低炭素社会の実現に向けた技術および経済・社会の定量的シナリオに基づくイノベーション政策立案のための提案書

LCS-FY2016-PP-07

カーボンフリー水素の経済性とCO2排出量(Vol.1)

概要

 再生可能エネルギーの利活用形態の選択肢の一つとして、カーボンフリー水素を取り上げ、製造、貯蔵、輸送を経て最終ユーザーまでの、コスト、CO2排出量、エネルギー効率等について明らかにした。
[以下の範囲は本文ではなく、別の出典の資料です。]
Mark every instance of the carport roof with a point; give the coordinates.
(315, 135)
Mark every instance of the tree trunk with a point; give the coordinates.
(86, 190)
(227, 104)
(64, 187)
 まず、水素製造は、木質バイオマスのガス化による水素製造プロセスを対象とし、2ケースの用役供給条件(ケースA:従来電力、燃料を購入、ケースB:エネルギー自立)では、コストはほぼ同一の1.8円/MJであったが、CO2排出量は、ケースAの10.3g/MJに対し、ケースBでは、0.9g/MJであった。
 次に、最終ユーザーは、FCV車(70MPa充填)での燃料利用を想定し、輸送距離を100kmとして圧縮ガス、パイプライン、液化等の流通形態について検討し、現状の電力や燃料を用いた場合(ケースA)の物流時のコストとCO2排出量を示した。
 さらに、低炭素排出を目指して製品水素(ケースB)を発電燃料に利用することを想定し、有機ハイドライド輸送と圧縮ガス輸送のケースについて、正味の発電に利用される燃料(正味発電燃料)基準のコスト、CO2排出量、エネルギー効率を比較検討した。この輸送条件では、圧縮ガス輸送の方が、有機ハイドライド輸送に比べ、コスト、CO2排出量、およびエネルギー効率の各項目で優位であることが分かった。